Tag Archives: song-writing

Franny the Fish (a love song)

FRANNY THE FISH by Laura Munson

(Written when I was 24 years old. Living in Seattle. Upon the occasion of my goldfish, Franny’s, impending death.)

Goes a little something like this: (finger picked. Melancholy. A bit of schtick, but not too much.  Think “tortured” artist.  I used to sing this to my kids until they were old enough to say, “ENOUGH!  STOP THE INSANITY.”  Enjoy.)

 

Cmaj7

I’m just sitting here

Am

Watching my goldfish die

Am7                                     D

Sipping on a nice cold beer.

 

Cmaj7

Now she lies upon her side,

Am

At the top of her fish bowl

Am7                                                       G

Screaming silent pleas to a phony tide.

 

D                   G

Poor Franny

D                                                    G

Fighting for the life inside a bowl

D                                                     G

Maybe if you let yourself slip over

D7                                                      G

You’ll find your very pretty fish soul.

 

D                                               G

Not to say that your life is over

D                                                     G

But I must admit it looks pretty grim

D                                                                     G

When you’re floating sideways on the water

D7                                                     G

And it’s all that you can do to swim.

 

Cmaj7

Suddenly she sees herself

Am

In the glass, her eyes half mast

Am7                                                        D

And flaps a prideful fin in token health.

 

Cmaj7

Oh I could tap to show I’m here

Am

Oh Franny I’m sorry

Am7                                                             G

That I am just another outside force of fear.

 

D                                                             G

Frankly I must tell you one thing darlin’
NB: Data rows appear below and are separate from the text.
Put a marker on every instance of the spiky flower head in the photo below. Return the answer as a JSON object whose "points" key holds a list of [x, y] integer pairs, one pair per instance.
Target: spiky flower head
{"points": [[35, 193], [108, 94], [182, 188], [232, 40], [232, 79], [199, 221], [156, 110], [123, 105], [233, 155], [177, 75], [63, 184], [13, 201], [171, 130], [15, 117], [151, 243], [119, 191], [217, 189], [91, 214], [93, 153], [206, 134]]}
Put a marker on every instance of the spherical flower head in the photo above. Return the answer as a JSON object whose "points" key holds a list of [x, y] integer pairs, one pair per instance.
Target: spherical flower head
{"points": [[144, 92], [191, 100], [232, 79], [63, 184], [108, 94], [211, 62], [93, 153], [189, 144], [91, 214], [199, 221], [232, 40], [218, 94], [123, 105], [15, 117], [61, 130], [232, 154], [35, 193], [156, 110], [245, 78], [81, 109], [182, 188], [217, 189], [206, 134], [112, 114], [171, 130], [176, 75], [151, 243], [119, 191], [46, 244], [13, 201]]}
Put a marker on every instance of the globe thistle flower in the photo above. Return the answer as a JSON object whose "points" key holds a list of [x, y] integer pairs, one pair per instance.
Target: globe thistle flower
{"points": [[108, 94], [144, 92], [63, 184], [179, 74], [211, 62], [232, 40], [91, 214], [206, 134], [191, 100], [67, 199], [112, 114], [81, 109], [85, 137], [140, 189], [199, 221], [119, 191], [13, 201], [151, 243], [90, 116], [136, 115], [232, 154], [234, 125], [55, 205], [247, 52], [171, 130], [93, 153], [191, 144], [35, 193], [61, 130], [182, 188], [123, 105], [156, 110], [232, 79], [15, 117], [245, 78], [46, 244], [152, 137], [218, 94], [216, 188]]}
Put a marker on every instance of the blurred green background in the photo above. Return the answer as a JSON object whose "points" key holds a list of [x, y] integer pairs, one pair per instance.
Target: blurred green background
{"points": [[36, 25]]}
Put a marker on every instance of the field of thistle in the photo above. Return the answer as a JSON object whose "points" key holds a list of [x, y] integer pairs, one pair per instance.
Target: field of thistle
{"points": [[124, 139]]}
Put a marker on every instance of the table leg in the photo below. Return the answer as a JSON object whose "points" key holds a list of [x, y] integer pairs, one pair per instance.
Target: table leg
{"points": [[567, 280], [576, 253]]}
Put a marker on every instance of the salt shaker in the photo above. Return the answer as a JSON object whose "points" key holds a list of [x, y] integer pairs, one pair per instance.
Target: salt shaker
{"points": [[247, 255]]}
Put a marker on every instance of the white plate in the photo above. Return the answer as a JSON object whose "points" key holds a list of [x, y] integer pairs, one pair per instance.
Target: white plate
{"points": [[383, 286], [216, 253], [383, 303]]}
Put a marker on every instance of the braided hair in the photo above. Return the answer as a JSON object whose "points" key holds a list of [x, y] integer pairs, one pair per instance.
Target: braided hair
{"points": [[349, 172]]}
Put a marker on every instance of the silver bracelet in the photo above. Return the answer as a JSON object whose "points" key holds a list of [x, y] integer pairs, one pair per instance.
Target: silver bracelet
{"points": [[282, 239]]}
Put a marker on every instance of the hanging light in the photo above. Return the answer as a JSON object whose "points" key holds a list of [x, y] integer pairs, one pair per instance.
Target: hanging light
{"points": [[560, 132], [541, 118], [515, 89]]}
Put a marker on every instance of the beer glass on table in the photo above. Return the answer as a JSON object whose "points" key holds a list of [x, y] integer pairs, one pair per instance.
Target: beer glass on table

D                                                  G

There’s no point in being a heroine

D                                                              G

You’re not salmon whale or even marlin

D7                                                                         G

You’re a bourgeois fish outside your bowl or in.

 

D                                                                           G

So with these last mournful chords I leave you

D                                                    G

Then a tear and a prayerful hush

D                                                                         G

I’ll scoop you up and help you to the next life

D7                                                  G

Drop you in the toilet…and flush.

 

D                                                            G

Oh a eulogy for you my dear fish Franny.

D                                                                G

Your plight seems like my own dim destiny

D                                                                         G

But instead of going with you down the sewer

D7                                                    G  (big finish!)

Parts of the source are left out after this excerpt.